Expose remote_cid() and local_cid() on quinn::Connection

billylindeman commented 7 months ago

This adds some functions to expose the local/remote CID on a connection handle. This allows a server to extract CIDs that were generated by a quinn client with a custom ConnectionIdGenerator

Ralith commented 7 months ago

I'm hesitant to expose these, because they aren't generally useful to well-behaved applications. CIDs are transient and routinely change mid-connection, and especially a remote CID (i.e. the one used for outgoing packets) is not intended to be intelligible to the local endpoint, much less the local application.

djc commented 7 months ago

These are actually the handshake CIDs, so at least they don't change, right?

Ralith commented 7 months ago

In a literal sense, yeah, but they also don't have a predictable relationship to the CIDs of post-handshake packets, which makes their usefulness limited.

djc commented 7 months ago

@billylindeman so can you reiterate your use case/rationale for this? What problem does this end up solving that can't (easily) be solved another way, as suggested by @Ralith on Discord?
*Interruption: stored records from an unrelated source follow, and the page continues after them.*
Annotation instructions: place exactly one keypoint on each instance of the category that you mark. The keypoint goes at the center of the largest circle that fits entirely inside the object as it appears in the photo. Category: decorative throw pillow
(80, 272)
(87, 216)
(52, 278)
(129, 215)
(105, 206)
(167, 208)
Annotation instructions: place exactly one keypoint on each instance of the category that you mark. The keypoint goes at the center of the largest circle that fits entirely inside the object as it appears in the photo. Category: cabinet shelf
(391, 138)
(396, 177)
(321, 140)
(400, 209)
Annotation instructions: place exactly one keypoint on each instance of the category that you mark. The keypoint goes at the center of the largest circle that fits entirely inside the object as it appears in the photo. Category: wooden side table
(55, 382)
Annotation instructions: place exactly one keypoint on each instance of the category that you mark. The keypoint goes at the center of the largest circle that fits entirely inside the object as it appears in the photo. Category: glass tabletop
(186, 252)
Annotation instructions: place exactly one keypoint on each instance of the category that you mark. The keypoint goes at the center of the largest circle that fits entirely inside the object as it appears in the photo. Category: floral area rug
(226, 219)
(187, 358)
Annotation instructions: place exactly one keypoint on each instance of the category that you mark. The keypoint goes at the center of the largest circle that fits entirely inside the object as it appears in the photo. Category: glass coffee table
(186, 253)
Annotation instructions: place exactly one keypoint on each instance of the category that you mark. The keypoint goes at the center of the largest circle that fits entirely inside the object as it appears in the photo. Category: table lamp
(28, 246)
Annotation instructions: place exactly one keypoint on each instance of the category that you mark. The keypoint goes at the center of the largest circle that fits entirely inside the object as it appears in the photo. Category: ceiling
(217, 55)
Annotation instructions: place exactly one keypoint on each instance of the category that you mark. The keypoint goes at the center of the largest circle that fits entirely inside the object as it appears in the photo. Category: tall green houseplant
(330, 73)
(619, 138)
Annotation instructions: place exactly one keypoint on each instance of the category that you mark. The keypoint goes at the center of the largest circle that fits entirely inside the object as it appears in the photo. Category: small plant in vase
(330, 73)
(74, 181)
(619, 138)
you should be storing data in/interrogating the local connection ID, because that is the only one that your load balancing infra logically controls, and the only one attached to every incoming packet. The idea is that your load balancer decides where to route the connection, then encodes the CID and passes it to the peer to use on future packets.

We don't expose CIDs from the connection because they're not expected to be useful at that layer. If you want application layer state, you can just store that in memory without having to snuggle it through the CID. CID data is for when you need to communicate with your own stateless packet-layer infra. in short, if you have a Quinn Connection object, you're far past the point where CIDs solve a problem

billylindeman commented 7 months ago

In an application that chooses to encode some information into the connection id (such as using a quinn_proto::ConnectionIdGenerator), there is no corresponding way to retrieve that information in a server using quinn. I think it's odd to allow custom id generation in the client, but not allow exposing the ID in the server. My use case involves encoding correlation data for multiple quic connections in the client, so that they end up at the same server, and then in my server using that data to correlate the inbound connections to the same session.

Ralith commented 7 months ago

there is no corresponding way to retrieve that information in a server using quinn

Normally, CIDs are opaque except to the party that generated them, so accessing CIDs from the application layer doesn't make sense: either you're the party that generated a CID, so you already have that information, or you aren't, and you can't get any information from it. The purpose of a CID in QUIC is to communicate with stateless packet-layer infrastructure under the control of the same party that generated the CID: server CIDs might be read by a server's load balancers, and client CIDs might be read by a client's NAT.

My use case involves encoding correlation data for multiple quic connections in the client, so that they end up at the same server, and then in my server using that data to correlate the inbound connections to the same session.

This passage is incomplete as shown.